Bald kamen Blocher, Frei, von Gamm und Ribar auf die 1:12-Initiative zu sprechen. Auch hier teilten sie ihre Meinungen. „Die besten Jahre um sozialistisches Gedankengut auszuweiten sind die guten Jahre“, argumentierte Blocher. Frei pflichtete ihm bei, dass die 1:12-Initiative ohne die letzten fünf Jahre undenkbar wäre. „Wir leben in einer Gesellschaft, in der Ungleichheit weniger und weniger toleriert wird“, sagte er.
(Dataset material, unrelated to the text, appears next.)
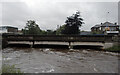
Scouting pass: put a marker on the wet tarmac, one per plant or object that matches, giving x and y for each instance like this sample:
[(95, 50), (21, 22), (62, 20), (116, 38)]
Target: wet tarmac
[(47, 60)]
Dem stimmte auch von Gamm zu: „Wir haben in der Schweiz einen Neidkomplex und glauben, keiner darf mehr verdienen als ich, auch wenn ich eine faule Sau bin.“

Selten bis nie ertönten Gegenargumente, ein grosses Kopfnicken begleitete (fast) jede Argumentation. Die Homogenität der Teilnehmer machte sich durch die ganze Diskussion hindurch stark bemerkbar, ein Gegenpol hätte den ganzen Anlass um einiges interessanter gestalten können. Der Podiumsdiskussion fehlte es an einem Cédric Wermuth – denn ständiges Nicken entspricht nicht dem Ideal einer interessanten Podiumsdiskussion.  Am meisten erstaunte wohl die Aussage von Christoph Frei, dass auch Staaten sterben können müssten und dürften. Leider ging aber keine der Personen auf dem Podium auf Freis Statement ein und so verhallte es – scheinbar – unbeachtet.